Una tasación es un documento que presenta una estimación del valor mercantil justo de una propiedad. Por lo general, un prestamista exige una tasación antes de aprobar un préstamo para garantizar que la cantidad del préstamo hipotecario no es mayor que el valor de la propiedad. En una tasación, se considera la propiedad en su conjunto, su ubicación, sus instalaciones, así como sus condiciones físicas.
El valor de tasación se refleja en un certificado oficial, que puede contener observaciones o advertencias. El mobiliario no se tendrá en cuenta.
Existen diferentes métodos para realizar una tasación:
Por comparación con otros inmuebles similares. Lo ideal es que las propiedades estén cerca (en un radio de 800 metros de la propiedad que se desea tasar) y se hayan vendido en los últimos seis meses. La normativa vigente exige que haya 4 inmuebles como mínimo de la misma tipología para establecer la comparación. Si el número fuera inferior, la tasación se llevaría a cabo por otro método.

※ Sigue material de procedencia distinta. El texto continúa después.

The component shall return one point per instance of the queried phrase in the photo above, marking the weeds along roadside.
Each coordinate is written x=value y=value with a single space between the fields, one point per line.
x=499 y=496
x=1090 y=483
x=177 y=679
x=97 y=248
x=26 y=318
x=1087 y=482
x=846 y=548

Por costos. Para determinar el valor de la propiedad se utiliza la siguiente fórmula: el valor del terreno (vacío), sumado al costo de reconstruir el edificio tasado como nuevo en la fecha de la tasación, menos la depreciación acumulada que sufre el edificio en comparación con un nuevo edificio.

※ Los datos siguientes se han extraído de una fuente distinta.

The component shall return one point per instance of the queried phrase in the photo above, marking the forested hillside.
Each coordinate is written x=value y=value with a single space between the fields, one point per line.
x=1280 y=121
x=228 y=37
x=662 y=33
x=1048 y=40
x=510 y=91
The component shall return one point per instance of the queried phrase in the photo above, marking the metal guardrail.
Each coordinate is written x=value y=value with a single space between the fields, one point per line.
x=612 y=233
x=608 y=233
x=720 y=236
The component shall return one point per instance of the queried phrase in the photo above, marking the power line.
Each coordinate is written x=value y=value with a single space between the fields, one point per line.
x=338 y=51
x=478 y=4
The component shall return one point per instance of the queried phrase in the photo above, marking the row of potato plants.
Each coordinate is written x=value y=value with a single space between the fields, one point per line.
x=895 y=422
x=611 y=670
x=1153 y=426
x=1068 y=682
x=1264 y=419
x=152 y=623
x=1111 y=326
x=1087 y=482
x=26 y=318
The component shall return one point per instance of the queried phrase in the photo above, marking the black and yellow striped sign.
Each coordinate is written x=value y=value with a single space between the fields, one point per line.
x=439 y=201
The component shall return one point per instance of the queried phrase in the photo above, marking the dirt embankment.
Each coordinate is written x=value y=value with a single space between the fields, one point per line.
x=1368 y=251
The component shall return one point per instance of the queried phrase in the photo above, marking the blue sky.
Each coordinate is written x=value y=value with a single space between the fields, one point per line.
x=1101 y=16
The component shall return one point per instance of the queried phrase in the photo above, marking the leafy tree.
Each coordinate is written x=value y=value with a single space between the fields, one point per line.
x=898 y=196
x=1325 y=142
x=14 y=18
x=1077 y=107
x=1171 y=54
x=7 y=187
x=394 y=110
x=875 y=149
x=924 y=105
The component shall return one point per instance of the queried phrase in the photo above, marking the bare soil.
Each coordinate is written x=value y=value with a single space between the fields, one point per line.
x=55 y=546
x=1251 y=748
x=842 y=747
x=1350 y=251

Por capitalización de rentas: se capitalizan los posibles ingresos netos de la propiedad para determinar su valor. Este método es adecuado para propiedades que generen ingresos (arrendamientos, edificios destinados al alquiler, colegios, hoteles, residencias, fincas rústicas, etc.). En el cálculo se consideran factores como la prima de riesgo de la inversión de acuerdo con la tipología del inmueble o la tasa libre de riesgo o Deuda Pública, así como la previsible duración de las rentas en el tiempo. Se utiliza usualmente en combinación con otros métodos de tasación.
Metodología para realizar una tasación:
El valor de tasación se alcanza como resultado de aplicar a una superficie que se obtiene de una medición sobre un plano el valor unitario por metro cuadrado. El valor unitario es el resultado de la suma de tres conceptos:
Vu = Valor del suelo (repercusión del suelo)+ costes de la construcción con gastos + beneficio del promotor en relación con el interés comercial del inmueble en el mercado local.
La repercusión del suelo es la parte proporcional del valor del terreno (edificio) que le corresponde al inmueble tasado. Los costes de construcción reflejan el importe que sería preciso desembolsar para construir un inmueble similar, depreciado en su caso por su antigüedad. Incluyen gastos administrativos de licencias, proyectos, etc. El beneficio del promotor es la relación entre lo que cuesta construir el inmueble o edificio y el precio por el que se podría vender en el mercado.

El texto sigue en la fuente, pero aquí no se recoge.